– Поняли, товарищ Брегман?
– Понял.
– Вот и хорошо, – похвалил его русский начальник. – Надеюсь, больше вы своими сообщениями не станете вводить в заблуждение общественность и избавите нас от применения к вам неприятных мер пресечения – таких, как конфискация вашего “Филипса”, или закрытие вашей лавочки.
После визита к русскому начальнику в жизни Хацкеля Брегмана многое изменилось – испарились парижские и варшавские, лондонские и нью-йоркские племянники, кончились конверты с заморскими штемпелями и дорогими редкими марками; в прославленном “Филипсе” ни с того, ни с сего перегорели лампы; перестали поступать в продажу и все колониальные товары – цейлонский чай, марокканские финики, индийские ткани. Хацкель пал духом, замкнулся, ожесточился, весь ссохся, стал крепко хворать.
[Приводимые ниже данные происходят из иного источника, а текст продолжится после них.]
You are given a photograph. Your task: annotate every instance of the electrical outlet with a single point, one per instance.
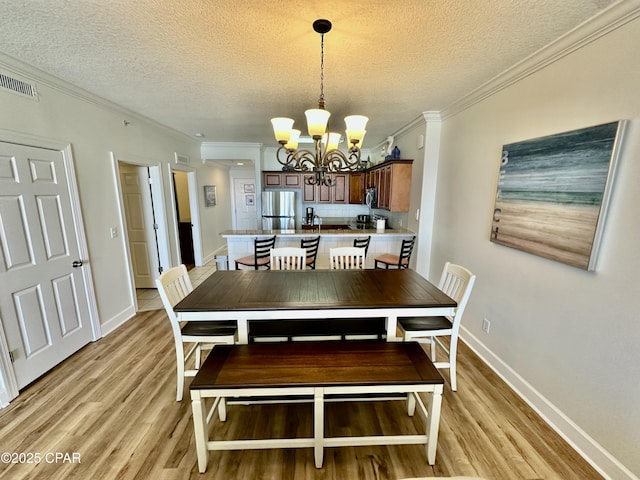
(486, 325)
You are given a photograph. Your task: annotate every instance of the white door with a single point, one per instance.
(44, 304)
(138, 210)
(245, 203)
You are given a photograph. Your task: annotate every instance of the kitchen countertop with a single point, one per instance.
(306, 233)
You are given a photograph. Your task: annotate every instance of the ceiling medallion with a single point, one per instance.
(326, 157)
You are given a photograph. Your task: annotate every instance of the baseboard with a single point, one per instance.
(115, 322)
(605, 463)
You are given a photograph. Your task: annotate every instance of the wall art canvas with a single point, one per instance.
(553, 193)
(210, 199)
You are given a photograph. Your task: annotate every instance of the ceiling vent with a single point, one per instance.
(18, 86)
Обеспокоенные отсутствием новостей земляки старались подбодрить его – кто обещал отвезти онемевший “Филиппс” в Каунас, к мастеру, который чуть ли не задарма починит приемник, кто в шутку ручался, что за любую хорошую новость будет платить не меньше, чем за марокканские финики, а кто тайком почем зря честил новое начальство, повинное в том, что и лампы перегорели, и цейлонского чая не стало, и Хацкель Брегман занемог.
Наследников у Хацкеля в Мишкине не было; его жену Годл прошлым летом хватил удар, а оба сына еще до прихода Красной Армии перебрались за океан в Америку, и устройством похорон занималась его родственница – шумная, большеротая белошвейка Миреле, которая при жизни Брегмана с ним, скупердяем, почти не разговаривала.